Sounds a little like New Mexico, where about 25 percent of the population is uninsured and 18 percent live in poverty. Up to 900,000 New Mexicans, including those ages 6 months to 24 years, fall into the priority group to get the swine-flu vaccine under Centers for Disease Control and Prevention guidelines. Just try to schedule an appointment for all those folks.

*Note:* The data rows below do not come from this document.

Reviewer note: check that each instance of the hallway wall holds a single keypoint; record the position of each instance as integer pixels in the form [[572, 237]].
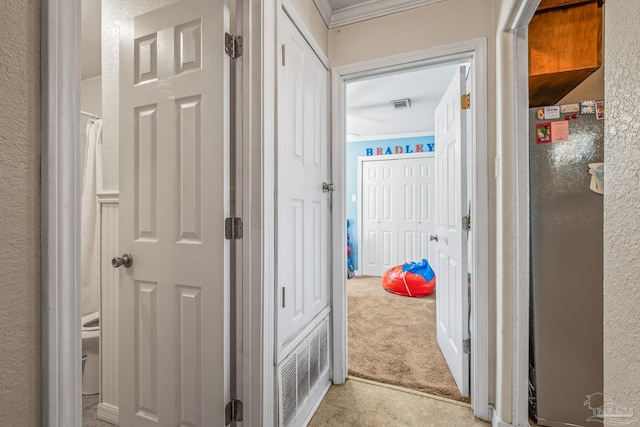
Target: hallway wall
[[427, 27], [20, 213], [621, 204]]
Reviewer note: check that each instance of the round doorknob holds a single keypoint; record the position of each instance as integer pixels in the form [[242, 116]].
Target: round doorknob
[[126, 260]]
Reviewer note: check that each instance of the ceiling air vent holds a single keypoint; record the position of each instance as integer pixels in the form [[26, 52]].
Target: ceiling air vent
[[400, 104]]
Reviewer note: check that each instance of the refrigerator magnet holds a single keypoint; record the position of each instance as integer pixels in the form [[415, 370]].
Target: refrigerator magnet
[[543, 133], [552, 112], [559, 131], [600, 110], [588, 107], [570, 108]]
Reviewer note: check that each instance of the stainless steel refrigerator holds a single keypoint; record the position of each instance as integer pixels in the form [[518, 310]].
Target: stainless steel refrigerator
[[566, 273]]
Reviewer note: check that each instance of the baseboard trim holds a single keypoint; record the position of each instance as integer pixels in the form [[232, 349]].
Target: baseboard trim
[[318, 401], [496, 421], [108, 413]]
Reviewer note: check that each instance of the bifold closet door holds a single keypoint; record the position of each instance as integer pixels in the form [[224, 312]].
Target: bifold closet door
[[174, 187]]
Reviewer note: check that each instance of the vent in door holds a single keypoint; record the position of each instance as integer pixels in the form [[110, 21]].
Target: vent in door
[[288, 383], [300, 373]]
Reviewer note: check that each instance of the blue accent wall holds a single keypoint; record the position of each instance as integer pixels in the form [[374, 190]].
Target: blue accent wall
[[374, 148]]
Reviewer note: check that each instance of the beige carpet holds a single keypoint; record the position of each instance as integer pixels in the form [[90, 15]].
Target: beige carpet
[[392, 339]]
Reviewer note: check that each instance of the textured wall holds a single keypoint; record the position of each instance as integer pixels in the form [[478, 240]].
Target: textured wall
[[20, 213], [314, 22], [621, 204]]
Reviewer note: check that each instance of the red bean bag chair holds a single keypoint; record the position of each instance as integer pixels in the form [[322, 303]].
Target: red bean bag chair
[[415, 279]]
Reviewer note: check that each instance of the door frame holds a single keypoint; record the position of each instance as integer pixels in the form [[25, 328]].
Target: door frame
[[363, 159], [475, 52], [61, 388]]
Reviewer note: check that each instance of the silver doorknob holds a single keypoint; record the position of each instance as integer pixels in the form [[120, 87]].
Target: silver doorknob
[[327, 187], [126, 260]]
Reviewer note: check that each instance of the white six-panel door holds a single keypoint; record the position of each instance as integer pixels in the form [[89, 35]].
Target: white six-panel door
[[379, 242], [303, 209], [451, 266], [174, 186], [398, 202]]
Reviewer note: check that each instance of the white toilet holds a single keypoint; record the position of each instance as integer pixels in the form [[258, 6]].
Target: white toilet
[[90, 353]]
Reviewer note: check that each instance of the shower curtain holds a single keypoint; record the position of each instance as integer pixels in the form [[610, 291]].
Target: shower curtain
[[90, 218]]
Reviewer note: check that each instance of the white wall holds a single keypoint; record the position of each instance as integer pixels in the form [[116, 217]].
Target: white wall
[[423, 28], [621, 205], [90, 101], [20, 361], [314, 22], [114, 14]]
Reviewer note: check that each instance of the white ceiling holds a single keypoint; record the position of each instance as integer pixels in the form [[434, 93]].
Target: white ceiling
[[91, 34], [371, 114], [342, 12]]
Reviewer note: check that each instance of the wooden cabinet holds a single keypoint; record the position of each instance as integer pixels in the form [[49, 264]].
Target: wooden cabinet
[[565, 47]]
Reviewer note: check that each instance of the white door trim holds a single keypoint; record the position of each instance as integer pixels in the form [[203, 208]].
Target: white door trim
[[60, 199], [512, 214], [361, 160], [474, 51]]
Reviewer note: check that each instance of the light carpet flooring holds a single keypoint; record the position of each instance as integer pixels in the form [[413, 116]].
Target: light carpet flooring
[[392, 339], [363, 403]]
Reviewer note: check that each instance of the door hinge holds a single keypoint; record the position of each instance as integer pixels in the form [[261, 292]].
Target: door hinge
[[233, 228], [233, 411], [233, 45], [465, 101], [466, 222]]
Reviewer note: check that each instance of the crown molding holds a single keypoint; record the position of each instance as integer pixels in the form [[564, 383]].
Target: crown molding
[[364, 11]]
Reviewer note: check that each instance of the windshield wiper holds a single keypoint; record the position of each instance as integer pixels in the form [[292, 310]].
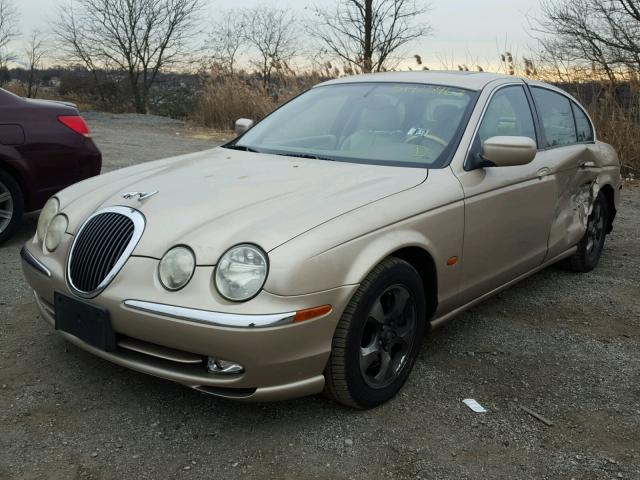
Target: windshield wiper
[[306, 155], [242, 148]]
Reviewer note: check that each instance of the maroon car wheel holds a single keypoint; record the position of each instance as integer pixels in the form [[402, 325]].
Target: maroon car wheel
[[11, 205]]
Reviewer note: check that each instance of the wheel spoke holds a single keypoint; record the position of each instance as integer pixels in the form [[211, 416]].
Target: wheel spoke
[[369, 355], [400, 299], [386, 369], [377, 312], [404, 333]]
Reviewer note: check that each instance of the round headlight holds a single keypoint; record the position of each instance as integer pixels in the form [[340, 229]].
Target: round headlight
[[241, 272], [49, 211], [55, 232], [176, 268]]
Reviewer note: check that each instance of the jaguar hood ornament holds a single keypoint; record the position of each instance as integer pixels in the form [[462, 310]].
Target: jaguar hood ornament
[[140, 195]]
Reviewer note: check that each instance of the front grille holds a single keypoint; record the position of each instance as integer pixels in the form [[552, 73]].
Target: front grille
[[101, 248]]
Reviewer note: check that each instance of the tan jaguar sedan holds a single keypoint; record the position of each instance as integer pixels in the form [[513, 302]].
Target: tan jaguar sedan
[[314, 251]]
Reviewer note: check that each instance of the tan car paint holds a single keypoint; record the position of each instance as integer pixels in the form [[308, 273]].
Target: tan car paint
[[319, 255]]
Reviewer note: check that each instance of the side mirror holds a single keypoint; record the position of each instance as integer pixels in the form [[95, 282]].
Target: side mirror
[[242, 125], [508, 151]]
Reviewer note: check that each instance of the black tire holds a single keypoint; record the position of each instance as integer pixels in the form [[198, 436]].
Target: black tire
[[590, 247], [383, 294], [14, 204]]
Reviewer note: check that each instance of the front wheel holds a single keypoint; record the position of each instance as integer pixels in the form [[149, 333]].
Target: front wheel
[[378, 337], [11, 205], [590, 247]]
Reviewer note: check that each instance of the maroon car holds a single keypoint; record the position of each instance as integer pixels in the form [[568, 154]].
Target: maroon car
[[45, 146]]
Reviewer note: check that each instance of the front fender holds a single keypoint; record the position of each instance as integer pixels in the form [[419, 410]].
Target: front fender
[[345, 250]]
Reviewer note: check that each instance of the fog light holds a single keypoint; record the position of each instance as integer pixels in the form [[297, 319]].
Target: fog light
[[223, 367]]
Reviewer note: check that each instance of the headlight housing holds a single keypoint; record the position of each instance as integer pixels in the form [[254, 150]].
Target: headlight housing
[[49, 211], [176, 268], [55, 232], [241, 272]]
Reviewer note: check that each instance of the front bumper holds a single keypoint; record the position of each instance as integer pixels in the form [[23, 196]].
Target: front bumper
[[280, 360]]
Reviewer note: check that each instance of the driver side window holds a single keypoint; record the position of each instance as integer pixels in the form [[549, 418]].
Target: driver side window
[[508, 114]]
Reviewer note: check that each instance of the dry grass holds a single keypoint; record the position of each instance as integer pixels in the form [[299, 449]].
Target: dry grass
[[226, 99]]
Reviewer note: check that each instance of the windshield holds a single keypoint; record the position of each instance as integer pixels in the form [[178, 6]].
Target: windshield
[[391, 124]]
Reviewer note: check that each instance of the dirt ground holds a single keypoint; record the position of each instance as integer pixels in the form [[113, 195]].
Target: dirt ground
[[566, 346]]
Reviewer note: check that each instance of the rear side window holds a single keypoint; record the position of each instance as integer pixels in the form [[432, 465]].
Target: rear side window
[[556, 116], [583, 125], [508, 114]]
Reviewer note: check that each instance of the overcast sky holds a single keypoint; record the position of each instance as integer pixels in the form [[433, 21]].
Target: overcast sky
[[465, 31]]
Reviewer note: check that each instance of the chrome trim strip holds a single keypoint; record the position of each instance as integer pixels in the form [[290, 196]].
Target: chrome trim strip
[[208, 317], [139, 224], [28, 257]]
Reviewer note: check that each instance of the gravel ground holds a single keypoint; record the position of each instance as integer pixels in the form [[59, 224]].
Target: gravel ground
[[561, 344]]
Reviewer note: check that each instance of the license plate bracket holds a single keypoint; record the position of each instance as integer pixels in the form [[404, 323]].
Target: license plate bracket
[[89, 322]]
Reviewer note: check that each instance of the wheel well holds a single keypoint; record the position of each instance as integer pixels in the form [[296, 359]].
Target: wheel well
[[422, 261], [607, 191]]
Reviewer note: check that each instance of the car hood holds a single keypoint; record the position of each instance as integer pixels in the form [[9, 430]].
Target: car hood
[[213, 200]]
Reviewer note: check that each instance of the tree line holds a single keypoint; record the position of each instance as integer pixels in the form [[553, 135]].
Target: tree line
[[140, 39]]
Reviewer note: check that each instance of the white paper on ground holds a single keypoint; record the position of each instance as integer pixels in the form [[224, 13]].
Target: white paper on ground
[[473, 405]]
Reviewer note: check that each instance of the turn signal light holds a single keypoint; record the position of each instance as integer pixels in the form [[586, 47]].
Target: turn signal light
[[75, 123], [309, 313]]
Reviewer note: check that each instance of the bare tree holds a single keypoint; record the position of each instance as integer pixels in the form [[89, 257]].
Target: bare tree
[[368, 34], [8, 30], [35, 51], [139, 37], [227, 39], [593, 35], [273, 35]]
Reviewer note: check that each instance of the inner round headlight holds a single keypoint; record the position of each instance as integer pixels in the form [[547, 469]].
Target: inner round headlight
[[241, 272], [176, 268], [49, 211], [55, 232]]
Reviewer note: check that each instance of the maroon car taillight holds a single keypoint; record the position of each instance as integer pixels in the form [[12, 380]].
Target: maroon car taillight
[[76, 123]]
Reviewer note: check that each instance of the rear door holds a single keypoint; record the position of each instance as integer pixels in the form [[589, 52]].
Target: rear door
[[508, 210], [569, 154]]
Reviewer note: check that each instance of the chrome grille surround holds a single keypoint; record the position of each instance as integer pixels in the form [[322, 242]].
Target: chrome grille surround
[[138, 221]]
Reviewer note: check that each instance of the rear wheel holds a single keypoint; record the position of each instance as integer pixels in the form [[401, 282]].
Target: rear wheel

Vigil has been working with Education Secretary Veronica García to bring back school vaccination programs and plans to deputize paramedics and pharmacists who are licensed to give shots. Unlike the shot days many folks grew up with, this can be an opt-in program that requires permission slips and honors any anti-vaccine beliefs. And unlike the worst-case scenarios of swamped doctors’ offices and emergency rooms, offering inoculations at schools, pharmacies and fire stations saves everyone time, worry and an extra trip to a place filled with sick people. To paraphrase bank robber Willie Sutton, you give shots in schools and neighborhoods because that’s where the kids are.
While the CDC and vaccine companies scramble to test, produce and distribute seasonal and swine-flu vaccines, it’s important for New Mexico’s schools to get on board with the vaccination program and give parents a no-hassle option for protecting their children. That would be a real shot in the arm for an uneventful flu season.